Haemonchus contortus could enter the diapause stage to avoid hostile conditions, however the inducing mechanism still remains poorly understood. A similar dauer strategy exists in Caenorhabditis elegans, and dauer phenomones, which are produced through a four step cycle of peroxisomal fatty acid β-oxidation, are essential in this stage. In this study, a novel gene, Hc-dhs-28, was identified and characterised. Hc-DHS-28 was the homologue of Ce-DHS-28, a key enzyme in the oxidation cycle, and the protein contained a short chain dehydrogenase domain and a peroxisomal targeting signal 1. The expression pattern of Hc-DHS-28 detected by quantitative real-time PCR and indirect immunofluorescence assay revealed that this protein was mainly expressed in the intestine and subdermal regions of larvae at diapause and in free-living stages. Enzyme activity analysis confirmed its 3-hydroxyacyl CoA dehydrogenase activity with 121, 149, 162 and 166 as key functional sites; meanwhile co-localization in human embryonic kidney 293 cells indicated that Hc-DHS-28 was targeted to the peroxisome of cytoplasm under the guide of peroxisomal targeting signal 1, which was consistent with the functional domain prediction of Hc-dhs-28. Overexpression, rescue and RNA interference experiments were carried out to explore the function of Hc-dhs-28. Our results showed that Hc-dhs-28 was very similar to Ce-dhs-28 and partially rescued its function in C. elegans. RNAi with Hc-dhs-28 in C. elegans led to decreased transcription of genes in the peroxisomal fatty acid β-oxidation cycle, considerable fat accumulation and dauer formation defects. Furthermore, immunisation with recombinant Hc-DHS-28 protein in sheep was able to maintain the body weight of the host after infection and reduce the worm burden. In conclusion, Hc-DHS-28 is most likely involved in the peroxisome fatty acid β-oxidation as the third 3-hydroxyacyl CoA dehydrogenase to regulate the production of diapause-related pheromones, and then influence the formation of diapause in H. contortus.

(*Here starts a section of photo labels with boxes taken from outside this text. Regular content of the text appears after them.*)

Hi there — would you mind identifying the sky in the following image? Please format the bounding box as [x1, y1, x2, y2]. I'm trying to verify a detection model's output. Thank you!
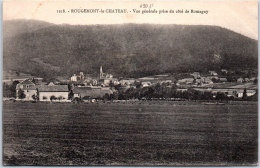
[3, 0, 258, 40]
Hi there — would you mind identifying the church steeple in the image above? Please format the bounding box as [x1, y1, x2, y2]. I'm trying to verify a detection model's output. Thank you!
[99, 65, 103, 79]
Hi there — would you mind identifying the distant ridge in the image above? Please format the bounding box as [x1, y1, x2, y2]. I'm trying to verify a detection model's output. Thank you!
[3, 20, 258, 78]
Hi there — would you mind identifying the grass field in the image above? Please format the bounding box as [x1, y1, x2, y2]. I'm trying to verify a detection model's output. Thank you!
[3, 102, 258, 166]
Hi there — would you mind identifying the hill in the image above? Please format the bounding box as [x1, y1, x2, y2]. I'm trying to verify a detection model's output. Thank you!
[3, 20, 258, 78]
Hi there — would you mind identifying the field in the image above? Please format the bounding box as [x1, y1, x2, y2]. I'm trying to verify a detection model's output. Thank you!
[3, 101, 258, 166]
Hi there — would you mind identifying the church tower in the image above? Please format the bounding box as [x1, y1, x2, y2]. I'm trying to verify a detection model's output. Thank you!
[99, 65, 103, 79]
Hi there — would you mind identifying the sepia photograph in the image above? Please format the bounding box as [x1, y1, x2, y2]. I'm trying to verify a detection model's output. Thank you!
[2, 0, 258, 166]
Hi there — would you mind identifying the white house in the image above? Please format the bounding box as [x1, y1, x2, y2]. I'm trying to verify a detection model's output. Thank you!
[37, 85, 69, 101]
[16, 79, 37, 100]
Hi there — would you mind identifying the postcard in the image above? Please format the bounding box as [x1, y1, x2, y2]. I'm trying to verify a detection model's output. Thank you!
[2, 0, 258, 166]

Haemonchus contortus可以进入滞育阶段以避免不利条件，但是诱导机制仍然知之甚少。秀丽隐杆线虫中存在类似的 dauer 策略，并且通过过氧化物酶体脂肪酸 β-氧化的四步循环产生的 dauer 现象在此阶段是必不可少的。在这项研究中，一个新基因Hc-dhs-28，被识别和表征。Hc-DHS-28 是氧化循环中的关键酶 Ce-DHS-28 的同源物，该蛋白含有一个短链脱氢酶结构域和一个过氧化物酶体靶向信号 1。通过检测 Hc-DHS-28 的表达模式实时定量 PCR 和间接免疫荧光分析表明，该蛋白主要在滞育和自由生活阶段的幼虫的肠道和皮下区域表达。酶活性分析证实其3-羟酰基辅酶A脱氢酶活性以121、149、162和166为关键功能位点；同时在人胚肾293细胞中的共定位表明Hc-DHS-28在过氧化物酶体靶向信号1的指导下靶向细胞质的过氧化物酶体，这与功能域预测一致Hc-dhs-28。进行过表达、拯救和RNA干扰实验以探索Hc-dhs-28的功能。我们的结果表明Hc-dhs-28与Ce-dhs-28非常相似，并且部分挽救了它在秀丽隐杆线虫 中的功能。RNAi的与HC-DHS-28在秀丽隐杆线虫导致过氧化物酶体脂肪酸β-氧化循环中基因的转录减少，大量脂肪积累和多尔形成缺陷。此外，在绵羊中使用重组 Hc-DHS-28 蛋白进行免疫能够维持感染后宿主的体重并减少蠕虫负担。总之，HC-DHS-28是最有可能参与过氧化物酶体脂肪酸β氧化作用作为第三3-羟基酰基-CoA脱氢酶规范生产滞育相关的信息素的，进而影响滞育的地层中的捻转血矛线虫。